The once-powerful and feared executive brought to the screen such Oscar-winning movies as "Pulp Fiction", "The King's Speech", "Shakespeare in Love" and "Chicago" and hobnobbed with the elite in Hollywood and beyond, a point prosecutors made by showing jurors a photo of Weinstein with former President Bill Clinton.

Prosecutors may also call three other women to testify about encounters with Weinstein, even though he is not formally charged with crimes against them.

Weinstein's trial could take more than a month, Judge James Burke said.

Lance Maerov testifies during film producer Harvey Weinstein's sexual assault trial at New York Criminal Court in the Manhattan borough of New York City, New York in this courtroom sketch.

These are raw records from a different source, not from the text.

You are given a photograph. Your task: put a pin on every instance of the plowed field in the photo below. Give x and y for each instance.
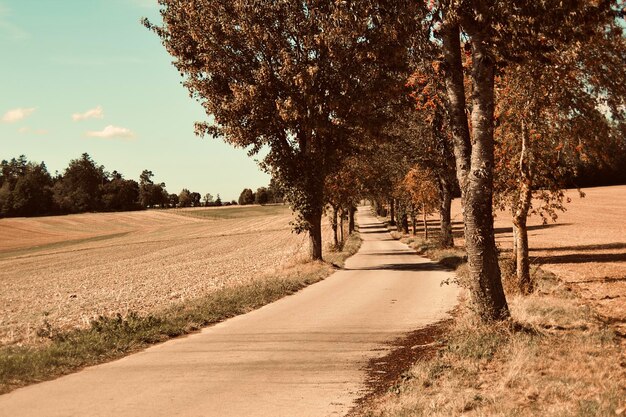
(66, 270)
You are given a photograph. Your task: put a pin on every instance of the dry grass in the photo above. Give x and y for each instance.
(63, 350)
(586, 247)
(563, 351)
(552, 359)
(65, 271)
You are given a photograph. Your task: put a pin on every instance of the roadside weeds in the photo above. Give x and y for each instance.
(110, 338)
(554, 357)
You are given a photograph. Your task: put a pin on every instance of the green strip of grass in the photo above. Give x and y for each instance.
(109, 338)
(235, 212)
(57, 245)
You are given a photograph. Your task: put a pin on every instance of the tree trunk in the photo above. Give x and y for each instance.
(341, 216)
(351, 225)
(334, 227)
(514, 251)
(445, 207)
(475, 172)
(425, 221)
(520, 218)
(315, 234)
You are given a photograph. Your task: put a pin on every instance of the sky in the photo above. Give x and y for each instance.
(82, 76)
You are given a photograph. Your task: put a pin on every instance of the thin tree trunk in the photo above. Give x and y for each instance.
(334, 227)
(405, 223)
(351, 224)
(315, 234)
(514, 251)
(475, 173)
(520, 218)
(445, 207)
(341, 216)
(425, 221)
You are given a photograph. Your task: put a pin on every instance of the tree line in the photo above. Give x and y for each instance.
(272, 194)
(407, 102)
(28, 189)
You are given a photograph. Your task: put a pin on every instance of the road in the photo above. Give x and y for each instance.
(304, 355)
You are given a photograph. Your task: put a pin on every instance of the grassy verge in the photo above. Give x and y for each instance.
(553, 358)
(110, 338)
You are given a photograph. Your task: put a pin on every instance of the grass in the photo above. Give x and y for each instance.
(552, 358)
(235, 212)
(57, 245)
(109, 338)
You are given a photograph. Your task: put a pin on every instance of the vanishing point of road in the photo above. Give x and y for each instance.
(304, 355)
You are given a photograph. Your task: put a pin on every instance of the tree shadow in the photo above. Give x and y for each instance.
(579, 258)
(604, 246)
(501, 230)
(401, 267)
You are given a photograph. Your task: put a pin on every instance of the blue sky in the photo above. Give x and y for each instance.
(85, 76)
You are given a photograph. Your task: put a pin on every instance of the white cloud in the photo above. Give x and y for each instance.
(96, 113)
(111, 132)
(16, 115)
(27, 130)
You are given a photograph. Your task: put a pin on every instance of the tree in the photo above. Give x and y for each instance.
(261, 196)
(80, 188)
(549, 123)
(246, 197)
(301, 79)
(184, 198)
(495, 34)
(421, 186)
(32, 195)
(276, 194)
(195, 199)
(151, 194)
(119, 194)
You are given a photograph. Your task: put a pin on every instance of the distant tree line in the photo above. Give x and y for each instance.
(28, 189)
(272, 194)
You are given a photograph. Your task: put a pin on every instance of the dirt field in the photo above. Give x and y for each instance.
(67, 270)
(586, 247)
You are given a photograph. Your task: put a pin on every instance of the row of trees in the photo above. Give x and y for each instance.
(404, 101)
(271, 194)
(28, 189)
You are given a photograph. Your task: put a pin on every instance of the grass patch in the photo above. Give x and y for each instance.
(235, 212)
(57, 245)
(109, 338)
(552, 358)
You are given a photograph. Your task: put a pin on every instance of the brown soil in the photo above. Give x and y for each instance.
(64, 271)
(586, 247)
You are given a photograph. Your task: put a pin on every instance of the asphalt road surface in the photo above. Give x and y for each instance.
(304, 355)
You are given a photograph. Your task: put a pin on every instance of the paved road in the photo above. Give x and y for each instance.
(303, 355)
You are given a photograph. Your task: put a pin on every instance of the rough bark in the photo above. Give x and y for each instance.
(455, 90)
(314, 220)
(474, 167)
(520, 217)
(351, 224)
(481, 248)
(342, 214)
(424, 221)
(405, 223)
(334, 226)
(445, 206)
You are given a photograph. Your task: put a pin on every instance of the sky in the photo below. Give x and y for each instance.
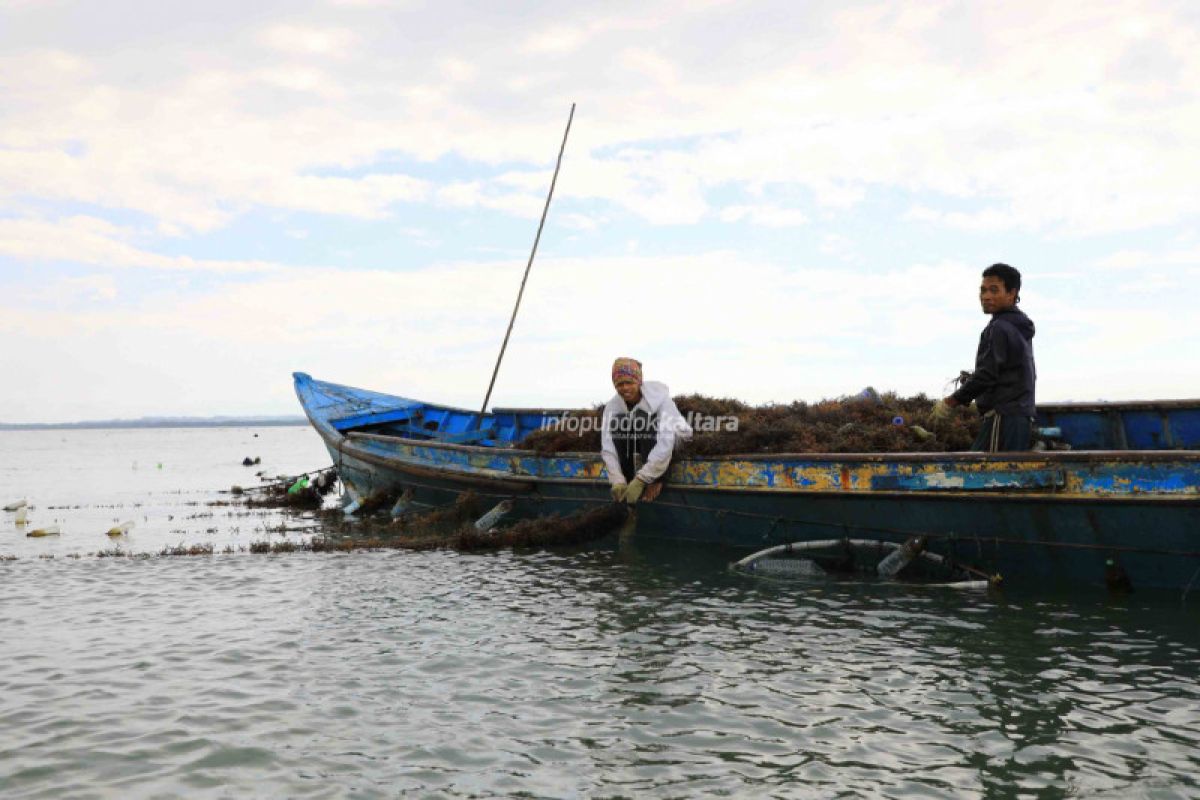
(763, 200)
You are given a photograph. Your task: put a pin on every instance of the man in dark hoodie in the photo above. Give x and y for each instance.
(1002, 383)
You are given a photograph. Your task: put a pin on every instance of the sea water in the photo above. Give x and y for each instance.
(629, 667)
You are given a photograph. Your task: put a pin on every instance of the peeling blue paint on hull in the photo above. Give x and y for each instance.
(1062, 517)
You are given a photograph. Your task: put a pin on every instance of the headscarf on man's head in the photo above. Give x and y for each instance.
(627, 368)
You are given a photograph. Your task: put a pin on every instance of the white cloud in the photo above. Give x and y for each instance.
(88, 240)
(309, 41)
(771, 216)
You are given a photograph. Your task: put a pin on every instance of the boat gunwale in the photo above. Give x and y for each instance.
(1032, 456)
(533, 485)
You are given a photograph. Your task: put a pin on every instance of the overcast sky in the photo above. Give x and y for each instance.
(761, 200)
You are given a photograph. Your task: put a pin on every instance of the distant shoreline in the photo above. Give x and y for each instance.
(160, 422)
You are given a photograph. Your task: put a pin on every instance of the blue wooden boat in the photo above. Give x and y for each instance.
(1121, 507)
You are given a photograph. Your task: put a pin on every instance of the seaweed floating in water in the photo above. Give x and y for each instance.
(451, 529)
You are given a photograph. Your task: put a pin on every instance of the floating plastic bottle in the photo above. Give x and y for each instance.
(787, 567)
(900, 557)
(921, 433)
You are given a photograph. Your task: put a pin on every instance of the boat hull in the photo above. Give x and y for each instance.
(1128, 521)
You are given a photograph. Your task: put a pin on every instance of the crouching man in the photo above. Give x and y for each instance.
(640, 431)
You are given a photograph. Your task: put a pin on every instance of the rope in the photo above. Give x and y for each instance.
(537, 239)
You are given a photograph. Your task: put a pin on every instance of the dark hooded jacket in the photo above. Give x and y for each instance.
(1005, 372)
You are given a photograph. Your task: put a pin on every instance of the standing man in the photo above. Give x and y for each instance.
(639, 432)
(1002, 382)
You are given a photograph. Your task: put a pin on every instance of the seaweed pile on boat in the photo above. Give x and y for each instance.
(864, 423)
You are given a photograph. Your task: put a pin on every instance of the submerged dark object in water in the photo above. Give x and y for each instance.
(863, 558)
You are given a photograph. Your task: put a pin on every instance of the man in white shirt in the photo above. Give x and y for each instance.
(640, 431)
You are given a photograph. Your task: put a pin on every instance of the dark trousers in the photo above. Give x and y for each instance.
(1002, 433)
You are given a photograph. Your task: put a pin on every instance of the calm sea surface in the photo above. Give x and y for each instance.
(640, 669)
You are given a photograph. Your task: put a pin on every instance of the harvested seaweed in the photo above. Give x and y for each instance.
(868, 422)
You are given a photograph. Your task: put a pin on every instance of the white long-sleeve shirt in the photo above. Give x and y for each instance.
(672, 431)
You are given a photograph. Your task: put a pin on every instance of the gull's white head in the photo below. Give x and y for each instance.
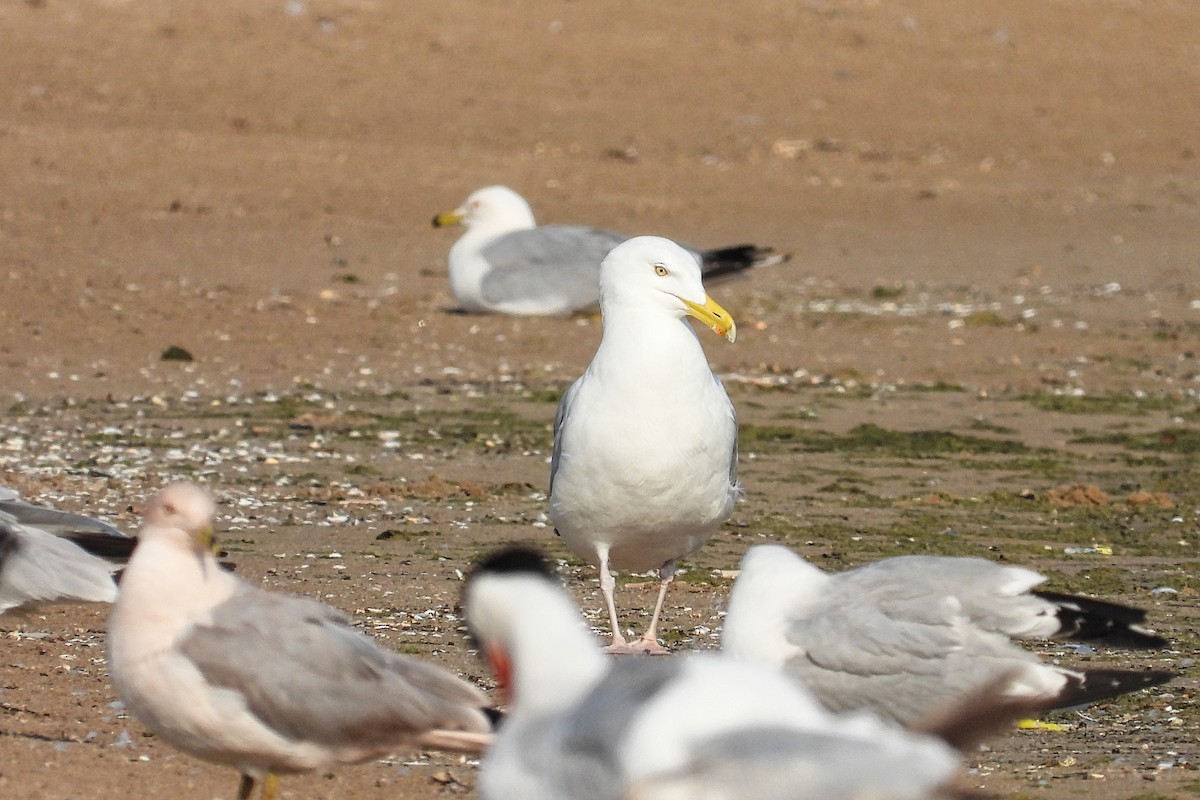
(181, 511)
(651, 271)
(495, 209)
(526, 626)
(773, 584)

Meanwhile, Weinstein's attorneys foreshadowed their strategy to defend him against charges that he raped a woman in a New York City hotel room in 2013 and forcibly performed a sex act on another woman at his apartment in 2006.

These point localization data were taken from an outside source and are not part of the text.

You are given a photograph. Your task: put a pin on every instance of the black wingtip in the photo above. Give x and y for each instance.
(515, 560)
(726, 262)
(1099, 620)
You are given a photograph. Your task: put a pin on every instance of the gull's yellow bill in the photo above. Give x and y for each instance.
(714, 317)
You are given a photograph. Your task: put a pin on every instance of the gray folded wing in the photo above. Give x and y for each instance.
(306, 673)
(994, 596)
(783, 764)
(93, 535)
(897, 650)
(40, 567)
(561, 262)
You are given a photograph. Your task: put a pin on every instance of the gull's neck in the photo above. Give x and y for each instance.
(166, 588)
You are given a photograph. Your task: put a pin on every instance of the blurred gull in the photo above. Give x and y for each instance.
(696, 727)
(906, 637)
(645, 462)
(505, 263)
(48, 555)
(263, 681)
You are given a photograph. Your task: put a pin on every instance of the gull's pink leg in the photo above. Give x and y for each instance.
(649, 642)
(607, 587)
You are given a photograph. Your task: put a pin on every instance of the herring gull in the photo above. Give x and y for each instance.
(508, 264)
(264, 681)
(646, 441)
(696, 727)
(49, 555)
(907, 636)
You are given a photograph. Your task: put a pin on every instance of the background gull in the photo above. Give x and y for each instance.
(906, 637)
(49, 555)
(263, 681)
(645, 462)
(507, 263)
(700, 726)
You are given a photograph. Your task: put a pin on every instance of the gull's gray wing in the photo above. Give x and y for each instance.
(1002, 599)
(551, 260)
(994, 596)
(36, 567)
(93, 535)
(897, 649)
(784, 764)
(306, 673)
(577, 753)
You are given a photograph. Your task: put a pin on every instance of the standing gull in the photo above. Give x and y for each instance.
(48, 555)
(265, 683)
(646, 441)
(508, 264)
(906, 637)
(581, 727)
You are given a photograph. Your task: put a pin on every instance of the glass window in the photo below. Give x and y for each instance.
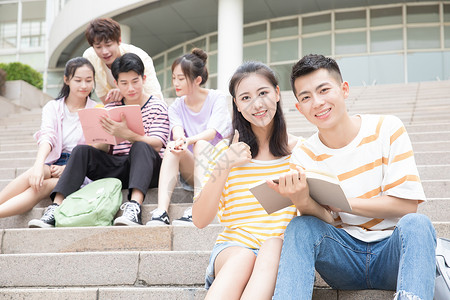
(446, 12)
(423, 38)
(351, 19)
(7, 58)
(425, 66)
(213, 43)
(160, 78)
(284, 50)
(283, 74)
(256, 52)
(212, 61)
(212, 82)
(55, 77)
(197, 44)
(168, 82)
(447, 36)
(446, 58)
(8, 35)
(422, 14)
(255, 33)
(33, 16)
(8, 13)
(386, 40)
(354, 42)
(8, 25)
(35, 60)
(386, 16)
(159, 64)
(284, 28)
(355, 70)
(385, 69)
(53, 91)
(318, 44)
(174, 54)
(316, 23)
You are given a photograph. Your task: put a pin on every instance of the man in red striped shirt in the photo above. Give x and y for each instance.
(136, 161)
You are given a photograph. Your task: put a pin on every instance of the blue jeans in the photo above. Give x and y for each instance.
(404, 262)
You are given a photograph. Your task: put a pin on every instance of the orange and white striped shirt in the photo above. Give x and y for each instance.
(245, 220)
(379, 161)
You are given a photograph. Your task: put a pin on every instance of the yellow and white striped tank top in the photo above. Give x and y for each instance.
(245, 220)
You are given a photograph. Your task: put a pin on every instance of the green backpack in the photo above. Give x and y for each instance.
(96, 204)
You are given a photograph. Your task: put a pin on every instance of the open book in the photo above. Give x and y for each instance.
(324, 188)
(93, 130)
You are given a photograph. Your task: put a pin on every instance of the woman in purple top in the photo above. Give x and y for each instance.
(60, 132)
(198, 114)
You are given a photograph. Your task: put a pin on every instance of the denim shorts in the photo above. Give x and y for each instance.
(62, 160)
(209, 276)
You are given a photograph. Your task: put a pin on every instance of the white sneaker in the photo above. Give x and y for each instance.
(185, 220)
(159, 218)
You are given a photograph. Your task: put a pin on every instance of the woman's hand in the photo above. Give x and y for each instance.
(293, 185)
(113, 95)
(237, 154)
(56, 171)
(118, 129)
(36, 179)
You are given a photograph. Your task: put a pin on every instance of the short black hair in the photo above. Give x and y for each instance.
(126, 63)
(193, 65)
(102, 30)
(313, 62)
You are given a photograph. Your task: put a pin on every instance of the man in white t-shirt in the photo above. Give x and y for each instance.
(382, 243)
(104, 36)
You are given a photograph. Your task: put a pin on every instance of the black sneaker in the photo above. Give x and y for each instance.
(131, 215)
(186, 219)
(159, 217)
(47, 220)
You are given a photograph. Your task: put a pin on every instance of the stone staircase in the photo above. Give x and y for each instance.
(169, 262)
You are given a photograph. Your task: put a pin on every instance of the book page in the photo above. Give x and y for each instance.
(323, 189)
(92, 128)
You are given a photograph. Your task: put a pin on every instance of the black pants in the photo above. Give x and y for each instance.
(138, 170)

Harvey Weinstein's legal team say they have "dozens and dozens and dozens and dozens" of "loving" emails sent to their client from complaining witnesses who accuse Weinstein of sexual harassment.

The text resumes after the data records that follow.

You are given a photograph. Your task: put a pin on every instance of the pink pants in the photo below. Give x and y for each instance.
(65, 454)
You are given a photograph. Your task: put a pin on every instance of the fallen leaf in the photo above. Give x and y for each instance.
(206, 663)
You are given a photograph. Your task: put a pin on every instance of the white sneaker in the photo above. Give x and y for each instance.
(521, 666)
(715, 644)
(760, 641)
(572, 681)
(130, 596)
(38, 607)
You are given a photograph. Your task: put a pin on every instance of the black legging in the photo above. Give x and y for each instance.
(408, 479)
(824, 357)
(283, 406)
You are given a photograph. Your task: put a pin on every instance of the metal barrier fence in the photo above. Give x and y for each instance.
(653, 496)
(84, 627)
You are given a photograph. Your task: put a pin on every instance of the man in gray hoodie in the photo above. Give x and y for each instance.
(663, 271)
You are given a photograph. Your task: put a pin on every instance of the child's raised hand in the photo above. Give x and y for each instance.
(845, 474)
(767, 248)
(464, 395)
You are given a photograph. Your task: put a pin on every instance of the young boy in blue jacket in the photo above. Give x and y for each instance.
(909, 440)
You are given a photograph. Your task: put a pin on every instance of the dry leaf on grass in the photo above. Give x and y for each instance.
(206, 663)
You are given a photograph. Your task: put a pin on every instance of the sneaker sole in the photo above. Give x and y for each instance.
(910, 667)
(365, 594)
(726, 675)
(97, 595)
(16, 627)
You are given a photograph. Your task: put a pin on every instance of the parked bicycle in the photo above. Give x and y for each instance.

"Jessica buried her trauma and she tried to move on... until October 2017 when she finally realized it was not her, it was him", Hast said in court. If she is removed and replaced as a juror, that'll leave just two remaining alternates for the trial.

"I have good lawyers", he said.

Four other women are expected to testify as prosecutors seek to show a pattern of behavior, and Hast described the allegations of one of those women, actress Annabella Sciorra, in what Vulture describes as "painful detail".

"They will each describe their fear, their shame and their humiliation - the struggle each went through to push their trauma down and show a courageous face to the world", she said.

In September, she told CBS: "Any time we talk about men and women in sexual circumstances, I think we have to look at the fact that there's always an area of grey".

Weinstein muttered inaudibly as Maerov - an executive with communications giant WPP - said the movie mogul's charming public persona was "diametrically opposed" to who he was in private. "Emotionally and physically destroyed, passing out on the floor".

Weinstein's lawyers made clear they intend to go on the offensive.

"While I could not make out every word of what was being chanted, I clearly heard the word "rapist", said a court filing by Weinstein lawyer Diana Fabi Samson, describing the protests that she heard from inside the court during jury selection.

"It confirms fear that all victims have: that they will not be believed and that they were responsible in some way for the assault", Lisa A. Fontes, PhD., an worldwide expert on sexual assault and intimate partner violence, told ABC News in a telephone interview. And five days later, she wrote, "It would be great to see you later and catch up". "I'm not here to say he was not guilty of committing sins", she said.